Facebook lost a key court ruling last week and now must face a lawsuit tied to a data breach of its platform disclosed in 2018, which impacted nearly 30 million of its users.
The data breach, first disclosed by Facebook in September 2018, directly impacted the access tokens of 30 million accounts. The incident triggered several Facebook users to file class-action complaints in a San Francisco appeals court, alleging that Facebook had not properly secured user data.
Facebook moved to kill the class action complaint in March – but last week U.S. district judge William Alsup quashed Facebook’s appeal in a new ruling, saying that the allegations against Facebook for negligence and for failing to secure user data can proceed.
“From a policy standpoint, to hold that Facebook has no duty of care here ‘would create perverse incentives for businesses who profit off the use of consumers’ personal data to turn a blind eye and ignore known security risks,” Alsup wrote, according to reports.
Facebook last year admitted that hackers exploited a flaw in its “View As” feature, which lets users see what their profiles look like from other accounts (i.e., to check that their privacy settings are working). While Facebook had originally pegged the number impacted at almost 50 million, after further investigation that number has dwindled down to 30 million.

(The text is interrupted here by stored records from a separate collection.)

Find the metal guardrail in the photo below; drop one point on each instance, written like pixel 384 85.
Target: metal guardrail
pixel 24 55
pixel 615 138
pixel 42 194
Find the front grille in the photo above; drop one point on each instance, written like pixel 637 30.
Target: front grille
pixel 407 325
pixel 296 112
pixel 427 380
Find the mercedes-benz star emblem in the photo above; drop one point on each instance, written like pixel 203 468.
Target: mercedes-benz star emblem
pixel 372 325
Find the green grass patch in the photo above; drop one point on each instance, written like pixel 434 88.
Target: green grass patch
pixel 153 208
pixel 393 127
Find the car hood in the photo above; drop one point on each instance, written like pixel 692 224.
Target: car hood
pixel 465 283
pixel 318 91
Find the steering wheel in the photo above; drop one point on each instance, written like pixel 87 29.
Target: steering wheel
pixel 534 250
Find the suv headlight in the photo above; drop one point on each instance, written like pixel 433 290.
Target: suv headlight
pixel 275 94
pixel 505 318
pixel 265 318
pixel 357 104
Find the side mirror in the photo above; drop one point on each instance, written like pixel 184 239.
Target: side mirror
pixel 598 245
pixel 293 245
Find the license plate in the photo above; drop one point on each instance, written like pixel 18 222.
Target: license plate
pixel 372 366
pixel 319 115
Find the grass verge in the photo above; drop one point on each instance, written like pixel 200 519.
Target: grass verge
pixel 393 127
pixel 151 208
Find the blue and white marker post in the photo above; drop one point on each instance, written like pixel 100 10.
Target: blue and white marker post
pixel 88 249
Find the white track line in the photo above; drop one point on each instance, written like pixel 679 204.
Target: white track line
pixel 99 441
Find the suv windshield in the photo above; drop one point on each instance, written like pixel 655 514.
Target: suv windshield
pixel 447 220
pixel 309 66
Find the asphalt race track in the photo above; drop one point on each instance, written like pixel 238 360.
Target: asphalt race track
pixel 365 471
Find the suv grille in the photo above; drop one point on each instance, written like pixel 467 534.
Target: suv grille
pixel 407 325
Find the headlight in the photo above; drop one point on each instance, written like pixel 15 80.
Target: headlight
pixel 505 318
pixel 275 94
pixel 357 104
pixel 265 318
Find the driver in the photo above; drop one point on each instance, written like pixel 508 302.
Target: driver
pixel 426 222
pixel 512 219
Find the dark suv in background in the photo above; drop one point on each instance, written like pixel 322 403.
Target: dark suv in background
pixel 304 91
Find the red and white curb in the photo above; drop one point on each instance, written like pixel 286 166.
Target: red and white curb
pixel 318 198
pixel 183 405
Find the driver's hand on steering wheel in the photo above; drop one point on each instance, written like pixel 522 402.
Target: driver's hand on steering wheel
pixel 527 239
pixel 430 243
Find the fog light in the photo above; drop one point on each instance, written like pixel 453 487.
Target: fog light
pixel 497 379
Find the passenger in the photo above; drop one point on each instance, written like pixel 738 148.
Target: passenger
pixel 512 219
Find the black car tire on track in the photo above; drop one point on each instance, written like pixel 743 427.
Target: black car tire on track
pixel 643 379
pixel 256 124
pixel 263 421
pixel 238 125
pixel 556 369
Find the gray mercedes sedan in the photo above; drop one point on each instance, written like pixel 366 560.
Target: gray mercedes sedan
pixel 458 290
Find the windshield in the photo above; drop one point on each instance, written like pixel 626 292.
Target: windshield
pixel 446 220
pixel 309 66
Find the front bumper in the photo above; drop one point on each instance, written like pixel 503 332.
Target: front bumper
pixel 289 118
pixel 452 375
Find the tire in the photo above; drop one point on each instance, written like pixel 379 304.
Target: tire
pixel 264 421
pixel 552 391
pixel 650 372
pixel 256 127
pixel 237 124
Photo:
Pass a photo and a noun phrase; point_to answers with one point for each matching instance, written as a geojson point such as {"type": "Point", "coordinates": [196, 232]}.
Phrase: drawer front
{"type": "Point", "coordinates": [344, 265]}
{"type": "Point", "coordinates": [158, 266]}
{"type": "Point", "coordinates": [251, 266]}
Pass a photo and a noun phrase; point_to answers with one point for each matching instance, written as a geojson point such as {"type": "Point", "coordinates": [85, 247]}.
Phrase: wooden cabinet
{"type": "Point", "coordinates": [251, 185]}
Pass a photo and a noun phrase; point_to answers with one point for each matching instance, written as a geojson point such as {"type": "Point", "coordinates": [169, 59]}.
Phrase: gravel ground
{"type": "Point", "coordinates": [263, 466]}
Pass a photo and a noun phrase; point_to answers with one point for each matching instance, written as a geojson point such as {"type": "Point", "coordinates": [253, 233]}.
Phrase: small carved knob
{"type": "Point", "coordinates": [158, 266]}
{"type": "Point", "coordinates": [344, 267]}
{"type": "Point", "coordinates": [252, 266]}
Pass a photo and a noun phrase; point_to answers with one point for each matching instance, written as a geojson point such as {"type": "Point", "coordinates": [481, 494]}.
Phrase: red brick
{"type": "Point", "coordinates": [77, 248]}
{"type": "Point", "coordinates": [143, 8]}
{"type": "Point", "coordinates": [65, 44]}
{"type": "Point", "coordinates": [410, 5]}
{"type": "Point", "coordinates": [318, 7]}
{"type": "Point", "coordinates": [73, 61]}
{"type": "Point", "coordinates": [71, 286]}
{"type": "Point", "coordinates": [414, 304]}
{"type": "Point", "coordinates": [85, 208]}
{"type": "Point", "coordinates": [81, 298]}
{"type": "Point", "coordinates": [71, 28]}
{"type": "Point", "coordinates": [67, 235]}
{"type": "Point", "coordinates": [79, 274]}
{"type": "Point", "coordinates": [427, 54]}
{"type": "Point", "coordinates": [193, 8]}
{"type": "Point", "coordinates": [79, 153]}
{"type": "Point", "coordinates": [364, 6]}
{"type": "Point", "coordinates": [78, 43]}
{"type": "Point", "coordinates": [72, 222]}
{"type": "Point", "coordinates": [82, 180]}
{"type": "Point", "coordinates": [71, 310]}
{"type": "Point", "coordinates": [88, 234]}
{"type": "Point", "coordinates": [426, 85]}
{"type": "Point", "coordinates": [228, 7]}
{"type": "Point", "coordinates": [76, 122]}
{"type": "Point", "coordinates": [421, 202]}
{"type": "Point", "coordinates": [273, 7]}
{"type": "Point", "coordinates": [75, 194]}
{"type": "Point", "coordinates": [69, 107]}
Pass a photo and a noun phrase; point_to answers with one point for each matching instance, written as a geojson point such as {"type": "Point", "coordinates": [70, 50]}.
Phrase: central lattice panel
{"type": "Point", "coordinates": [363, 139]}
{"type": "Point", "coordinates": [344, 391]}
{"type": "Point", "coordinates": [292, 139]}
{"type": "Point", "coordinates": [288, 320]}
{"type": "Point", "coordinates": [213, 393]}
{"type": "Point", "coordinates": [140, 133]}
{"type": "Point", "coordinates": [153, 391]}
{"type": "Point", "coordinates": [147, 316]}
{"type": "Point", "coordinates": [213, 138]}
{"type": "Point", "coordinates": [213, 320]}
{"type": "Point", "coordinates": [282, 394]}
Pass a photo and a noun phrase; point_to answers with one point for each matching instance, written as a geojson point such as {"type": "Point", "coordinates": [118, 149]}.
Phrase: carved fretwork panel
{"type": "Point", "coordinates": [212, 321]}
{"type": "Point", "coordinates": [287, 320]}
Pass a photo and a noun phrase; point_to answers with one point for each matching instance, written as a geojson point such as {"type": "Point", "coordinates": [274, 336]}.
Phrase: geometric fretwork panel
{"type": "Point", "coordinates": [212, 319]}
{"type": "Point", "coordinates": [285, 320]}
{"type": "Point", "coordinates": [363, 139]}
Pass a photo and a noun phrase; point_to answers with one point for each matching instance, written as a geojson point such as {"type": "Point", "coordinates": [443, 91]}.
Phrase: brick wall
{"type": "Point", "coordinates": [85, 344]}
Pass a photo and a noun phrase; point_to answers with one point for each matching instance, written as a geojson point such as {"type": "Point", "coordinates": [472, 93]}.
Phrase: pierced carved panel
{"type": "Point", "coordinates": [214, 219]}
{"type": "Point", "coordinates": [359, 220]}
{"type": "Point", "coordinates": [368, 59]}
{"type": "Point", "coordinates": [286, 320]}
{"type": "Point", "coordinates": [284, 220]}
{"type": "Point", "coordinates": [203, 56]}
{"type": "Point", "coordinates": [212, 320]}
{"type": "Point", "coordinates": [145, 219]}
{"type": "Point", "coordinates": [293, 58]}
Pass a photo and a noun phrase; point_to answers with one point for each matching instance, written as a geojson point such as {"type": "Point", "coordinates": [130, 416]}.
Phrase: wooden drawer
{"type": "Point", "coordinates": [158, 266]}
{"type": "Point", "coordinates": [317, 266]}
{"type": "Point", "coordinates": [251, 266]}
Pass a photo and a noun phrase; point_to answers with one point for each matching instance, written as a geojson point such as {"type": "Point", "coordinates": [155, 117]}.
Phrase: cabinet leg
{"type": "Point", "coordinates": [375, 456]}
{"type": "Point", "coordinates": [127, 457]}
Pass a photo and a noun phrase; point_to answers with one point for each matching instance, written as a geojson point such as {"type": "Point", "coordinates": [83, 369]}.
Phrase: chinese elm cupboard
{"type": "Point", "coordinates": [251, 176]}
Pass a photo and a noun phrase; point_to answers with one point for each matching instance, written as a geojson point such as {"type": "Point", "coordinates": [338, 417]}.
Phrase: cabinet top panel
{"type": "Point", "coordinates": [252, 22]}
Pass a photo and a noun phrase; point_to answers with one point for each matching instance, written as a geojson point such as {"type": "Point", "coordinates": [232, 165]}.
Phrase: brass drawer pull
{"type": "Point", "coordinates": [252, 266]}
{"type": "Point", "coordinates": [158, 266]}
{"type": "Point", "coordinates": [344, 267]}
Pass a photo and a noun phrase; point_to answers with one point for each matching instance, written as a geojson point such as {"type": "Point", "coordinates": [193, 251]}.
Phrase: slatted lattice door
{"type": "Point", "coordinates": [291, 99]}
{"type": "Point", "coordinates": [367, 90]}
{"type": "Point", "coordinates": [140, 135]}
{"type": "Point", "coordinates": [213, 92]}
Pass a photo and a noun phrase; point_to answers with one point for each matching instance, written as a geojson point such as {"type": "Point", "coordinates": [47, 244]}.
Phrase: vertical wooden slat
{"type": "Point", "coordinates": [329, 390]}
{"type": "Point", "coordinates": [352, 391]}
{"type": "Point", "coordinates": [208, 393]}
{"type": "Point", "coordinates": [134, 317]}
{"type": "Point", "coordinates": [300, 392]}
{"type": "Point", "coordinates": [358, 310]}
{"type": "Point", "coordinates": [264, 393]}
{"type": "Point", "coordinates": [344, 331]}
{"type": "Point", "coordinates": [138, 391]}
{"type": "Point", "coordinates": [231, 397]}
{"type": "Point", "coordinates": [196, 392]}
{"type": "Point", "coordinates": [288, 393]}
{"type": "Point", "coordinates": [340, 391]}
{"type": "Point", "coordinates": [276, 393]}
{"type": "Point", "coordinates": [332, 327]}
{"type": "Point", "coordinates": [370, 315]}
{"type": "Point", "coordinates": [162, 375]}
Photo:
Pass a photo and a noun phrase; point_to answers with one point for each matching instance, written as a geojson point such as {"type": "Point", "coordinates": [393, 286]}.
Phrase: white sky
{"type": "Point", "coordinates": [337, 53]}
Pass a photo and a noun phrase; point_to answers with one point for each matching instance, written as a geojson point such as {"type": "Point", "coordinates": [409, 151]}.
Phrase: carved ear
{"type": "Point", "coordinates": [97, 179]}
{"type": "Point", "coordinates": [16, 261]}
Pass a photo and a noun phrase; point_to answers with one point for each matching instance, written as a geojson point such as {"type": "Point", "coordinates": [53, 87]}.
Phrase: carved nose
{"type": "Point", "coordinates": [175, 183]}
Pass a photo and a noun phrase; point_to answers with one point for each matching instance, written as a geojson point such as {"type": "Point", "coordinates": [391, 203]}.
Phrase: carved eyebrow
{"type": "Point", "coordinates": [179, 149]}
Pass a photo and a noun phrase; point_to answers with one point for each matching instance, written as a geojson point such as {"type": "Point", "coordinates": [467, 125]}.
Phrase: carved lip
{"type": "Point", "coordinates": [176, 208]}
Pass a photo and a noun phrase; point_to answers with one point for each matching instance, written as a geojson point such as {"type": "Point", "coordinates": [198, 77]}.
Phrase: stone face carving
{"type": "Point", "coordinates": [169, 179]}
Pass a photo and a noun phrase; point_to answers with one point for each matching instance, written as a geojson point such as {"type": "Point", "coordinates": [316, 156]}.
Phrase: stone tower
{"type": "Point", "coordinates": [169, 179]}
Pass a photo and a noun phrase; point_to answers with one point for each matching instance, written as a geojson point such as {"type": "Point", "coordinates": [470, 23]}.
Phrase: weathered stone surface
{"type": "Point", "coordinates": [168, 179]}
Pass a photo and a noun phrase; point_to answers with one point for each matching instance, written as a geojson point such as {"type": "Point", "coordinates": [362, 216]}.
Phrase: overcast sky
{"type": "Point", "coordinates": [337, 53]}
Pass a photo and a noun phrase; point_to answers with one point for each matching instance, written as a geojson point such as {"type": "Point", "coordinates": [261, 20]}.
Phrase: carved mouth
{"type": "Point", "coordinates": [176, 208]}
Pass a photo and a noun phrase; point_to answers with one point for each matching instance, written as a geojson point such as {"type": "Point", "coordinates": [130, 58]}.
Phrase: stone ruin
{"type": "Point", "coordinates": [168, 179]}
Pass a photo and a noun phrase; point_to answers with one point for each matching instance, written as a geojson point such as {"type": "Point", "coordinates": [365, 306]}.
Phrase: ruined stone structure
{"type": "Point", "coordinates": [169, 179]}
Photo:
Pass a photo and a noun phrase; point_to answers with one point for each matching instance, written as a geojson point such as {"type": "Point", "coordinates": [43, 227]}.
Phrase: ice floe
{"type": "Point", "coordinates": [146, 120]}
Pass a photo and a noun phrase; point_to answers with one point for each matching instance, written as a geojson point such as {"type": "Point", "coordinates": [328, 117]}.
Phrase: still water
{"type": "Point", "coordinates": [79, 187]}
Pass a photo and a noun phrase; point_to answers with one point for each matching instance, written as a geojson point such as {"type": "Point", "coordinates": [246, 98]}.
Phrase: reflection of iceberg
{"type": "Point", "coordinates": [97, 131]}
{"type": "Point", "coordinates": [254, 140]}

While Judge Alsup on June 21 ruled that lawsuits surrounding negligence and failing to secure user data could proceed, the court did dismiss several other claims against Facebook, including an allegation that the company committed a breach of contract and that it violated a California consumer data protection law, which enhances privacy rights and consumer data protection for residents of California.
“We’re pleased that the court dismissed several claims and we look forward to continuing our defense of the remaining claims,” a Facebook spokesperson told Threatpost.
The company in its September 2018 disclosure said that bad actors had accessed private data, including potentially users’ names and contact details (phone number or email), gender, language, relationship status, religion and hometown, among other things.
Complaints against the social media platform alleged that the breach stemmed from “lax and non-existent” data policies.
“This case involves the continuing and absolute disregard with which Defendant Facebook, has chosen to treat the PII of account holders who utilize Facebook’s social media platform,” according to the initial complaint. “While this information was supposed to be protected, Facebook, without authorization, exposed that information to third parties through lax and non- existent data safety and security policies and protocols,” according to the initial lawsuit.
The September data breach is different than other Facebook-related data privacy incidents, including allegations that Facebook’s used data to leverage its relationship with other companies, as well as two separate publicly-exposed app datasets exposing hundreds of millions of Facebook records – including account names, personal data, and more.
The social media company also may be facing fines as high as $5 billion after a year-long Federal Trade Commission (FTC) investigation into its data-security practices on the heels of its 2018 Cambridge Analytica incident.